OSLO—Norway’s government will later this month propose how its $1 trillion sovereign wealth fund should be run in decades to come after a state-appointed body recommended the fund be managed independently.
The fund funnels the government revenues from Norway’s oil and gas production and invests what the government is not using in its fiscal budget in stocks, bonds, and property abroad.
The decision to publish a white paper on the fund’s future later in October was mentioned in the government’s 2019 fiscal budget on Oct. 8.
Last year a government-appointed commission recommended the fund should become a separate entity. The fund has been run by a unit of the central bank since its launch in 1996.
That commission suggested the fund be run by a new state investment company to alleviate pressure on the central bank.

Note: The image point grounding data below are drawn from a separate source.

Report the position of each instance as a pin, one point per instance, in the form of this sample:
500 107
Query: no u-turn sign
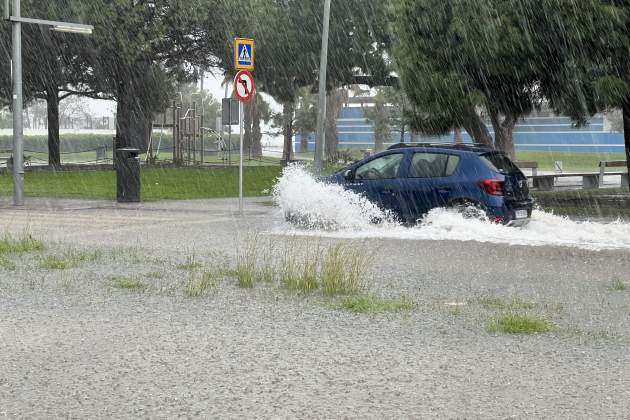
244 86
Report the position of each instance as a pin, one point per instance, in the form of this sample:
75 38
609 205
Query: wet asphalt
72 346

Proponents of a change say the fund would be better supervised with a board offering more specialist competence on fund management.

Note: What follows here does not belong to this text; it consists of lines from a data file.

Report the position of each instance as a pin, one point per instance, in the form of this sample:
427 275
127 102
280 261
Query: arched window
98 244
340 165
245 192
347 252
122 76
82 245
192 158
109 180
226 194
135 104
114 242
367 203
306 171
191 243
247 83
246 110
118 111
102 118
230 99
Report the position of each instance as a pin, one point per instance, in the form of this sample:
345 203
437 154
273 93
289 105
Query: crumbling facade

The white paper will not decide on a proposal to drop oil and gas stocks from the fund’s benchmark equity index. The government said it would publish its view on this next year.

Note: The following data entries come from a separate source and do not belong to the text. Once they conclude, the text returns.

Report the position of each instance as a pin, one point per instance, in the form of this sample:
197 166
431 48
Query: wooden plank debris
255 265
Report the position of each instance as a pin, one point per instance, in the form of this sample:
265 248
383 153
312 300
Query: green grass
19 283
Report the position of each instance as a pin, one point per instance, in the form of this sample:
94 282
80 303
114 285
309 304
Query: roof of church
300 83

After the commission report, the central bank’s board recommended the fund be kept within the bank—with one exception.
If the fund’s investment strategy came to include more unlisted asset classes and its management was given broader responsibility for investment strategy and ethical assessments, the board said last year, this could count in favor of the fund being hived off from Norges Bank.
Critics of a proposed split have argued that the fund’s risk profile is kept in check by a conservative culture at the central bank and that more independence could ultimately jeopardize the nation’s savings.